Shireman in an interview said that the Dillon case, its particularities aside, appeared to be an example of that runaway bandwagon. A faulty member should never be forced out of a job for not including outcomes on a syllabus, he said. Yet he took a somewhat softer tone toward outcomes than in his essay, saying they’re not all bad.
“I’ve had many faculty members tell me it’s useful to them to have outcomes, like an outline for your course, and there’s nothing wrong with having an outline,” he said. The problem arises when outside parties -- accreditors included -- rely on outcomes as definitive proof that learning has been achieved, he added. And the only way to do that is to look at what is happening in a professor’s classroom and examples of student work.
“Classroom discussions, student papers, exams -- if that is adequate, then that should be the measure of whether a faculty member is doing a good job,” Shireman said. “Not whether the professor has boiled everything down to the blurbs that are erroneously called learning outcomes.”

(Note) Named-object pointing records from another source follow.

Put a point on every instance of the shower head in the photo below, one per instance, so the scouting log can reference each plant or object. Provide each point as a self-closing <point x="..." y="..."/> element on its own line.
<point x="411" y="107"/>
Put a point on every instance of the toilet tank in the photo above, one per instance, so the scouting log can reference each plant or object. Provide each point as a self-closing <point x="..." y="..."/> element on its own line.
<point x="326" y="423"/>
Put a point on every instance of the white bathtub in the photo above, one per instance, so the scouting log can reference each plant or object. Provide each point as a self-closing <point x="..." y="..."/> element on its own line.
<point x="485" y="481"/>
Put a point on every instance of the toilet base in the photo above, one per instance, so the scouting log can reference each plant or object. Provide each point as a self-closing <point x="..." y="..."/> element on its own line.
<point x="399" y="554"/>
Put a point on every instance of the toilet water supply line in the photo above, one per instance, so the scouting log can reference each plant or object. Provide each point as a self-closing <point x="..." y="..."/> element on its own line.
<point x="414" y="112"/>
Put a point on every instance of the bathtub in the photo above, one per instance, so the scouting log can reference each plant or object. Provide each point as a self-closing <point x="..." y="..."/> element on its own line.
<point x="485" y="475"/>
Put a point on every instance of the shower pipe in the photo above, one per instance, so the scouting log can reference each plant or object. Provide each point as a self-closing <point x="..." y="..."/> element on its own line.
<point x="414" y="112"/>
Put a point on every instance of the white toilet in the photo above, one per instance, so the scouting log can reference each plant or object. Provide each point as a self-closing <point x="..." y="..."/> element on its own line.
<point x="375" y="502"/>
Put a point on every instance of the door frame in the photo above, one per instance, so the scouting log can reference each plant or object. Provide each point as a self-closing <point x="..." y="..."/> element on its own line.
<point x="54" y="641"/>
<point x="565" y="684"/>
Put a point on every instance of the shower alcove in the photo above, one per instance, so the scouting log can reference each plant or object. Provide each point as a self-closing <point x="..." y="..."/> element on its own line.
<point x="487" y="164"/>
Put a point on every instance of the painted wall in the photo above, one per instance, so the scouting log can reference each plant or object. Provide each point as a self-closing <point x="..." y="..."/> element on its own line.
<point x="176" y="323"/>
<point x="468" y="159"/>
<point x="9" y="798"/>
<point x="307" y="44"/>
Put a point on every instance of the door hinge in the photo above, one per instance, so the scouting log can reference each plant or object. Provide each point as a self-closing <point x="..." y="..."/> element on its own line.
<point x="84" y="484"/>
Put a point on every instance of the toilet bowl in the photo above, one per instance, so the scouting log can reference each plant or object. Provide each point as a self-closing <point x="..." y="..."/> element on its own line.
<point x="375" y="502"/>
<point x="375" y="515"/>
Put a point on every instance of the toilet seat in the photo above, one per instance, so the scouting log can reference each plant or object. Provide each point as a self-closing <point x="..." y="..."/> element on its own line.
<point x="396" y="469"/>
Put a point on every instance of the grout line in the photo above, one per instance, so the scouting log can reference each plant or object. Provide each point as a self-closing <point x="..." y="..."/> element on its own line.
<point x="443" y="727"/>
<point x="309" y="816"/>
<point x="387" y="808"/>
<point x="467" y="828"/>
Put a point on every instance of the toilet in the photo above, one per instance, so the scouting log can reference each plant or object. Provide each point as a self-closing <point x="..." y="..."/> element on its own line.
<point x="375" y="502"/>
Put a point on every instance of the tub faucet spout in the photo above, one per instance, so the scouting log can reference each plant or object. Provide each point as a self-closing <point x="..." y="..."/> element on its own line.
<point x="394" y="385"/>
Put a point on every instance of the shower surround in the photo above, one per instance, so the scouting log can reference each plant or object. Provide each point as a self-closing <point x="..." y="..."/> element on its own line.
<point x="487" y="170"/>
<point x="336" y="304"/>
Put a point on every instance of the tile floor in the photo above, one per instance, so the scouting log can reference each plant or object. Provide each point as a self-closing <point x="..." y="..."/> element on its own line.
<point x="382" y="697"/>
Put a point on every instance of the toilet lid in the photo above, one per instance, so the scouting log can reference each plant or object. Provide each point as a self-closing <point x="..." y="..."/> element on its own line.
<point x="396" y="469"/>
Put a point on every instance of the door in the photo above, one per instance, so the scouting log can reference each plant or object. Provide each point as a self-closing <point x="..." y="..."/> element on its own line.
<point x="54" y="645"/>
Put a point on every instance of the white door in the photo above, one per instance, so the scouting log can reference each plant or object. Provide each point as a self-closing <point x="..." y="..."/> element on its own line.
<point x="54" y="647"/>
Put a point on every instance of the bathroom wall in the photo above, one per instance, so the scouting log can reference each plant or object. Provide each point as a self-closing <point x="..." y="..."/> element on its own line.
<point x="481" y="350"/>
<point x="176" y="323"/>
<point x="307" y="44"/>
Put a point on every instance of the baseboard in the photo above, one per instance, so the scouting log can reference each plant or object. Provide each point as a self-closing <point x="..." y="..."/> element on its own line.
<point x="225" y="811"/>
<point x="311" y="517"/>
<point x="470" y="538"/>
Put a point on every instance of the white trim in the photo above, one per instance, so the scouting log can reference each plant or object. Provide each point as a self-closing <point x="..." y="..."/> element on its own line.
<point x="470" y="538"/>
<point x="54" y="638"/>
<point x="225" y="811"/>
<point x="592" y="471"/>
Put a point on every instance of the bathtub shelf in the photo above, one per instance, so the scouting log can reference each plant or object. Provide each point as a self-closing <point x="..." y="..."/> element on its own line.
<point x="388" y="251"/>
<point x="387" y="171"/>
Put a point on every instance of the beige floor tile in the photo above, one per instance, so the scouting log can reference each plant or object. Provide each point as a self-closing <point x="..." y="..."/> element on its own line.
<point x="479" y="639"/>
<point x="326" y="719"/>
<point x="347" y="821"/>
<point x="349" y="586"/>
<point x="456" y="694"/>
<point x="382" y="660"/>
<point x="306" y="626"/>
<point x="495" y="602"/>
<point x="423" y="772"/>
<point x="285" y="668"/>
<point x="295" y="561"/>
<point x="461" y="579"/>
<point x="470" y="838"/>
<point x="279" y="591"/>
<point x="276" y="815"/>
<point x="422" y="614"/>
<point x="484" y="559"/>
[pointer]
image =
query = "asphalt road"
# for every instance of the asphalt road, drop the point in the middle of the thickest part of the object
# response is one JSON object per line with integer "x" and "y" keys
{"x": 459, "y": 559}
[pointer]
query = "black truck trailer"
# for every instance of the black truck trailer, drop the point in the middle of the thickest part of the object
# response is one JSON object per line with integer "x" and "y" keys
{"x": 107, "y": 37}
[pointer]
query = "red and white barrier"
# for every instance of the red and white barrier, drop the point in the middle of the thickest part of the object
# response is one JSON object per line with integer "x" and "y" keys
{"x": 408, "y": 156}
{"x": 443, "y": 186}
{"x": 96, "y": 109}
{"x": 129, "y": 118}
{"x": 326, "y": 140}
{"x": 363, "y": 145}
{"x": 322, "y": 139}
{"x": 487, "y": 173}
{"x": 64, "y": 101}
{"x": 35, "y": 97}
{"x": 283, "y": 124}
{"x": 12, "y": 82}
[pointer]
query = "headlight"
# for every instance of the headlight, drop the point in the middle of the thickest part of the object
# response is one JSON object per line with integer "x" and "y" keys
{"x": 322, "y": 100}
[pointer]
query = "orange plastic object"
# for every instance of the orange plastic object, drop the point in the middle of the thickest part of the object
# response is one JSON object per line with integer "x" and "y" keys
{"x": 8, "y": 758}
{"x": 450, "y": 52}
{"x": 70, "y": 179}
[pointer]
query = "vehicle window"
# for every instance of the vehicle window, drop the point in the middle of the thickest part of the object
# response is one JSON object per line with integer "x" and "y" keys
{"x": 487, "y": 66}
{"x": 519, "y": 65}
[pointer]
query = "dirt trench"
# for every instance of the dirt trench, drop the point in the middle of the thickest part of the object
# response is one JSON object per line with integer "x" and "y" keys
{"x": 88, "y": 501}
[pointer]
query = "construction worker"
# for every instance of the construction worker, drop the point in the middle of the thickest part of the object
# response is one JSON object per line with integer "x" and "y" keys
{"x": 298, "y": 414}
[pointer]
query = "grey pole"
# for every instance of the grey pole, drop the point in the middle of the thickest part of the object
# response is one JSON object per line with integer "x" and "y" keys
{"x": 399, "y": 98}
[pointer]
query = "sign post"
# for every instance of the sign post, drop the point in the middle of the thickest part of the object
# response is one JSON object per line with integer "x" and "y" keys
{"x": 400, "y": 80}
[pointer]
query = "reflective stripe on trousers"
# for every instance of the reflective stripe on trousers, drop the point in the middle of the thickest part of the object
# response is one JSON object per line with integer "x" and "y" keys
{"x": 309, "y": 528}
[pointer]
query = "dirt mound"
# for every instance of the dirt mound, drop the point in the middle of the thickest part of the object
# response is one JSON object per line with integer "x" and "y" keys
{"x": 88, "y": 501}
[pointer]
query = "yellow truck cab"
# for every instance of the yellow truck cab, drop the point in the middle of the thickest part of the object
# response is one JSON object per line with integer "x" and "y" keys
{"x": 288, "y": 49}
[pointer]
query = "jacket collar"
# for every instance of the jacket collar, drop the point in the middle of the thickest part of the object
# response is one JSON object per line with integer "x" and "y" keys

Student work is supposed to be part of the accreditation process, but accreditors, SACSCOC included, don’t always look at student work as part of their reviews. Shireman said that’s not necessarily a problem, since faculty review committees can look at it as part of their preparation processes.
Peter Ewell, president emeritus of the National Center for Higher Education Management Systems, an institutional management research center, said the Dillon case appeared on all sides to be an overreaction to a valid accreditation requirement.
Outcomes are about “gathering evidence and feedback so that institutions can improve” in terms of student learning, Ewell said. “That sort of commitment is important, and it’s within an accreditor’s right to ask an institution to do that.”
At the same time, Ewell said, he was somewhat agnostic about how outcomes are articulated to accreditors and students -- so long as they are. And sometimes accreditors’ approaches can seem “mechanical” to faculty members, rubbing them the wrong way, he added.
Reviewing actual student work -- what Shireman advocated -- is more common as part of the accreditation processes for specific, practically oriented programs, such as teacher education or engineering, although some regional accreditors have called for more of that, Ewell said.
As for the Dillon case, it appears it “certainly shouldn’t have gone that far,” he said.